Une année entière aura été nécessaire pour réaliser ce rêve initié par un regroupement d’hommes d’affaires de la région. Trois grandes étapes ont dû être réalisées, soit une étude de faisabilité, la tenue d’un référendum dans les municipalités de Tracy, Saint-Joseph-de-Sorel et Sainte-Anne-de-Sorel ainsi que l’élection du nouveau maire.

La mairesse de Sainte-Anne de l’époque, Réjane Salvail, se rappelle encore du contexte dans lequel s’est vécue cette prise de décision. En 1999, c’est la situation financière de Sorel qui avait rebuté la majorité de ses citoyens et son conseil municipal à envisager la fusion, souligne-t-elle.

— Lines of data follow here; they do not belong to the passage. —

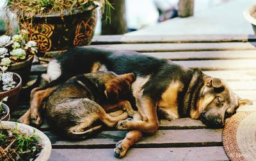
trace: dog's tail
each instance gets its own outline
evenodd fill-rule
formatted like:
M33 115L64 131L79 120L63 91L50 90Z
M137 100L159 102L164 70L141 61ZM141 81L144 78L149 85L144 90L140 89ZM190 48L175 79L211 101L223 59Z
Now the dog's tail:
M88 139L101 132L103 130L103 125L97 125L81 132L69 132L67 136L68 139L73 140Z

« La municipalité n’avait pas de dettes. Elle avait même un surplus. Nous avions les meilleurs services à des coûts minimes. J’ai été une vraie tigresse pour défendre les intérêts de mes citoyens. Pour nous, cela n’aurait pas été rentable. J’ai toujours eu la population derrière moi et encore aujourd’hui, mon opinion n’a pas changé », mentionne-t-elle.

L’ancien maire de Tracy et président du comité en faveur de la fusion, Émile Parent, pense toujours que la fusion était nécessaire pour la région. Il aurait toutefois fallu, souligne-t-il, que les quatre municipalités soient fusionnées pour créer une activité économique très forte.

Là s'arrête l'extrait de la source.